Закрытые же купальники, наиболее удобные для водного спорта и сделанные из хороших синтетических тканей, были, как правило, импортными и потому малодоступными. Именно о таком пляжном наряде и способе его приобретения писал Федор Абрамов в повести «Алька» (1971): «Есть, есть у нее купальник. Такой, что в ихней деревне и не снился никому, – темно-малиновый, шерстяной, с вшитым белым ремешком, с карманчиком на молнии (зимой три часа на морозе выстояла за ним в очереди)»[231 - Абрамов 127.]. То, что в советской торговле в 1960?х годах, в период господства синтетики, не было костюмов из эластичных тканей, можно объяснить лишь неповоротливостью модной индустрии в СССР. Невольно вспоминаются собственные бытовые практики. В юные годы, как раз совпавшие с периодом десталинизации, я сносила четыре закрытых купальника. Первый сшила мне из ситца мама. К купальнику прилагалась широкая юбка на резинке из аналогичного материала. На плоской как дощечка 12-летней девочке ситец выглядел неплохо, но быстро потерял и форму и цвет от купания в Балтийском море. Затем появился вновь самодельный костюм, сделанный из обрезанных тонких черных шерстяных рейтуз. Сверху в районе груди была пристрочена шелковая оборочка. В 16 лет на день рождения получила от родительских знакомых, как-то связанных с торговлей, купальник из синтетики. Несмотря на всю свою безразмерность, он был мне невозможно велик и потому подвергся ушивке на машинке «Тула». Она с большим напряжением строчила низкосортный довольно толстый нейлон. Самой роскошной вещью в ряду моих пляжных нарядов стал проданный мне знакомым парикмахером нейлоновый купальный костюм югославского производства со шнуровкой. И все же чаще в юности я перебивалась ситцевыми бикини – иногда сшитыми самостоятельно, иногда купленными в магазинах.

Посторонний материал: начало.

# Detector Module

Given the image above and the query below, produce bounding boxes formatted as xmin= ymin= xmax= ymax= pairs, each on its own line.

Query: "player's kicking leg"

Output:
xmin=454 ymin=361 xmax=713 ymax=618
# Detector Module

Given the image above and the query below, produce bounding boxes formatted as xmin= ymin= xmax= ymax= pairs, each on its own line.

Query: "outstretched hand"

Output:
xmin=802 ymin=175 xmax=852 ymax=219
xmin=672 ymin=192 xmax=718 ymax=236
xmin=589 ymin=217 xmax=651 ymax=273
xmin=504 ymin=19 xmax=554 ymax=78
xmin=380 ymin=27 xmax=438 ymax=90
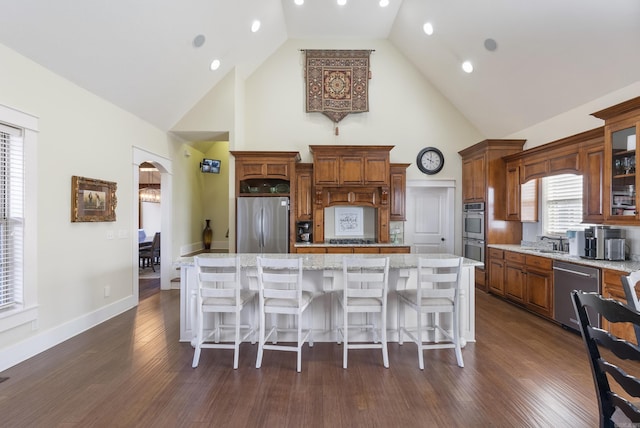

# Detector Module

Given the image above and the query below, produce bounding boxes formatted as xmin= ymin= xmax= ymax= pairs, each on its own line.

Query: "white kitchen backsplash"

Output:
xmin=522 ymin=221 xmax=640 ymax=259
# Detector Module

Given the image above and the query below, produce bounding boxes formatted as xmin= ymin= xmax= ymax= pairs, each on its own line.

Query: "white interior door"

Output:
xmin=405 ymin=182 xmax=455 ymax=254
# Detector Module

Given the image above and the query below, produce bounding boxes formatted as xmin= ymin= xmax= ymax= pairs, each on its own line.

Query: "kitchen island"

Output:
xmin=175 ymin=253 xmax=482 ymax=345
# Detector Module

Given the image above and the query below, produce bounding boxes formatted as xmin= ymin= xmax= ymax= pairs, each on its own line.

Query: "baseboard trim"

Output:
xmin=0 ymin=295 xmax=137 ymax=372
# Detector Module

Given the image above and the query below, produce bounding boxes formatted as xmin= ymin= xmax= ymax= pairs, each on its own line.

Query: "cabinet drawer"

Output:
xmin=489 ymin=248 xmax=504 ymax=259
xmin=525 ymin=254 xmax=552 ymax=270
xmin=505 ymin=251 xmax=525 ymax=264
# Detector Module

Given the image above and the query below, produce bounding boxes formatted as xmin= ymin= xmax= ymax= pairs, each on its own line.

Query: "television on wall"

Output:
xmin=200 ymin=159 xmax=221 ymax=174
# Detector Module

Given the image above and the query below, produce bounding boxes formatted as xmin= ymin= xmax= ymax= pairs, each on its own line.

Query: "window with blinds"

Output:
xmin=542 ymin=173 xmax=583 ymax=235
xmin=0 ymin=124 xmax=24 ymax=310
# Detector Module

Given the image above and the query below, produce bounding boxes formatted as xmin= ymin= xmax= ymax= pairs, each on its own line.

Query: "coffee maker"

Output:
xmin=297 ymin=221 xmax=312 ymax=243
xmin=584 ymin=226 xmax=625 ymax=260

Но если женщины в годы оттепели могли порадовать себя хотя бы самодельными купальниками, то у мужчин все было гораздо сложнее. В мировой моде плавки – очень короткие трусы, плотно облегающие тело и предназначенные для купания, – появились в начале 1960?х годов. Историки моды характеризуют их как мужскую версию бикини[232 - Балдано 271.]. До начала 1930?х основной вид мужского исподнего – это длинные нижние штаны (кальсоны). Трикотажные «боксеры», пригодные для купания, так и не появились в СССР. Мужчинам, не желавшим носить длинное исподнее, приходилось довольствоваться мятыми синими трусами, сшитыми из сатина и получившими название «семейные». Их даже случайная демонстрация у наиболее утонченных представителей мужского населения в годы оттепели уже вызывала неловкость. Характерную ситуацию подметил Василий Аксенов в повести «Коллеги»: «Саша почувствовал тоскливый стыд, увидев себя глазами Даши. Застывший в журавлиной позе, очкастый, тощий верзила в длинных неспортивных трусах. Как назло, сегодня он раздумал надевать голубые волейбольные трусики»[233 - Аксенов 2005 36.].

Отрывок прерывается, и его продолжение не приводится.